Wages under MGNREGA, which were higher than market levels initially, are now only two-thirds of market wages. But it continued to witness demand for work, with an overwhelmingly large number of workers being women and those from marginalized communities.

The new law dismantles this very foundation of MGNREGA. It takes away the rights-based approach where every worker can demand work within the maximum limit. The VB-G RAM G Act now requires funding allocations to be made by the Centre based on ‘objectives’ determined by it.

It also has a provision to suspend the guarantee during the peak agricultural season, aggregating 60 days. Most households do not seek MGNREGA work during India’s peak farming season when farm employment is available, but the fact that guaranteed work was available helped rural workers bargain for better wages.

MGNREGA helped raise wages, but more importantly, it acted as a cushion by providing back-up income during drought periods, policy shocks or other times of scarce agricultural work. With wages below market levels in 22 states, the guarantee had been diluted anyway.

Prohibiting its implementation during peak season will pressure wages lower at a time agricultural wages have been stagnant and real non-farm wages have been declining for almost a decade.

The promise of increasing the maximum number of guaranteed workdays to 125 from 100 is hardly any solace, given that in the last two decades, the average number of days utilized has been less than 50, with barely 2-3% of households availing the maximum allowance.

The VB-G RAM G Act also changes the financial allocation for the programme. It was mostly centrally-funded, with the central government bearing 90% of its cost. Now, the Centre will bear only 60% of the cost for large states, with exceptions for some small states and Union territories.

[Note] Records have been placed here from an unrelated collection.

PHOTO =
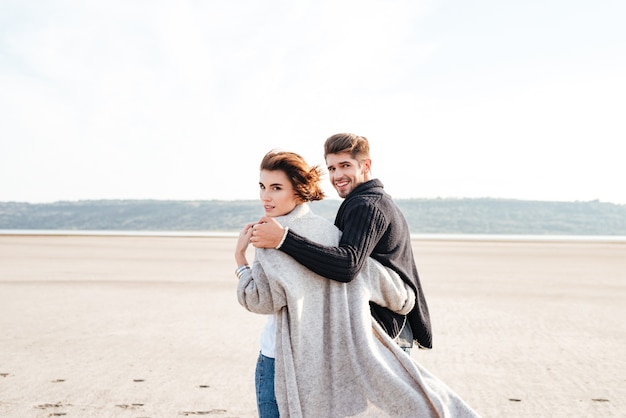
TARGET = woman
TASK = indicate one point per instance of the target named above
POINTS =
(331, 358)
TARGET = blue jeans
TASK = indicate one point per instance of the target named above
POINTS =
(264, 382)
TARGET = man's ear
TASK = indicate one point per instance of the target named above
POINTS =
(367, 166)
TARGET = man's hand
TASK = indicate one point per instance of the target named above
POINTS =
(267, 233)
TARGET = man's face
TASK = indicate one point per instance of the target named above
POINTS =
(346, 173)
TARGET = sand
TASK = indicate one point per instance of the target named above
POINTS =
(94, 326)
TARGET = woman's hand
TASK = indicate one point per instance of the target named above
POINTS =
(242, 244)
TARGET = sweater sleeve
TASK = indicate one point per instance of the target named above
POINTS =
(362, 225)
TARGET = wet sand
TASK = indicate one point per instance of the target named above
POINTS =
(111, 326)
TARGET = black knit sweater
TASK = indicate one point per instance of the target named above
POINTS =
(371, 225)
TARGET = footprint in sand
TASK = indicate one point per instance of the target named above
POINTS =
(130, 406)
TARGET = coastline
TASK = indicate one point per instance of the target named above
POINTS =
(231, 234)
(150, 326)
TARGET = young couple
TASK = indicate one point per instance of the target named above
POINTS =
(344, 301)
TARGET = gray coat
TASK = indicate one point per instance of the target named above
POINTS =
(332, 358)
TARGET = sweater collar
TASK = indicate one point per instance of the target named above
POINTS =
(298, 212)
(367, 186)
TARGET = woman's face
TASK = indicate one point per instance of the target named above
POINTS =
(276, 192)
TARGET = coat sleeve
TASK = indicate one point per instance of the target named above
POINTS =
(254, 292)
(386, 287)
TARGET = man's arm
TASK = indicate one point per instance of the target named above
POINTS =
(362, 230)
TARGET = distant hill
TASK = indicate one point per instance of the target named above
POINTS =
(432, 216)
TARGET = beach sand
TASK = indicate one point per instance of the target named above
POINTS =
(111, 326)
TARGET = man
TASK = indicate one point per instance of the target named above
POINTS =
(371, 225)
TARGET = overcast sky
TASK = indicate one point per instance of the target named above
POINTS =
(181, 99)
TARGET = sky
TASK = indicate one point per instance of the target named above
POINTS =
(174, 99)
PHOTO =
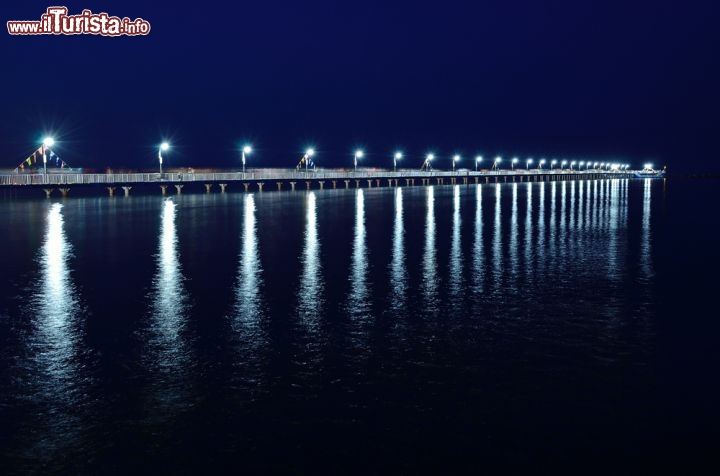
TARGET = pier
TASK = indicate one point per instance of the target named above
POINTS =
(278, 179)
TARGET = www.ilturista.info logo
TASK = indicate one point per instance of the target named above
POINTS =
(57, 22)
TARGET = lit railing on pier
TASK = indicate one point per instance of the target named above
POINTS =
(259, 175)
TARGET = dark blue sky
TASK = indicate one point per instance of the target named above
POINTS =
(632, 79)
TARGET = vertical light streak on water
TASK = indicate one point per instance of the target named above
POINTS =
(398, 270)
(646, 271)
(429, 283)
(513, 252)
(563, 217)
(247, 321)
(554, 234)
(168, 351)
(359, 298)
(528, 235)
(310, 290)
(455, 281)
(56, 386)
(572, 238)
(540, 254)
(478, 249)
(613, 264)
(497, 243)
(595, 213)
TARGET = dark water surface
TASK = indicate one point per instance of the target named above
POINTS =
(361, 331)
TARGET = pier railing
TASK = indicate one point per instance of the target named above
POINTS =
(259, 175)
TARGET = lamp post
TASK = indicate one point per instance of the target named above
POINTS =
(47, 142)
(358, 155)
(163, 148)
(396, 157)
(308, 153)
(456, 158)
(428, 159)
(246, 151)
(495, 164)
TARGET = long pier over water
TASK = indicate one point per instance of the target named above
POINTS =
(282, 179)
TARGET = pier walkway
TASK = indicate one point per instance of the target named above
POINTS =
(290, 179)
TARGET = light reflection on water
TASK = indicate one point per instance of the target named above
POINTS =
(546, 286)
(398, 266)
(168, 354)
(58, 381)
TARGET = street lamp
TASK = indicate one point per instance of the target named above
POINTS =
(428, 159)
(456, 158)
(497, 161)
(358, 155)
(398, 156)
(47, 142)
(163, 148)
(246, 151)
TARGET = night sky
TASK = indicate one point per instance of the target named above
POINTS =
(636, 80)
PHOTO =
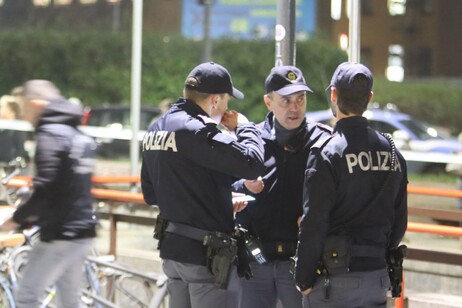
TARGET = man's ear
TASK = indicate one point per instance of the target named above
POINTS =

Unlike MGNREGA, which was meant to provide employment and income opportunities for households in poorer states, the new law will penalize the states with weak fiscal capacity.

In a way, it dismantles the entire edifice of the law, which was designed to provide social security through guaranteed employment everywhere, including India’s poorest districts. Inequality will rise across states, hurting those with low productivity and per capita income.

MGNREGA was the only social protection available to a majority of the poor, with almost one-third of rural households participating in the programme. Diluting this basic minimum will exacerbate rural distress and slow the revival of India’s rural economy.

The author is associate professor at Jawaharlal Nehru University and visiting fellow at the Centre de Sciences Humaines, New Delhi.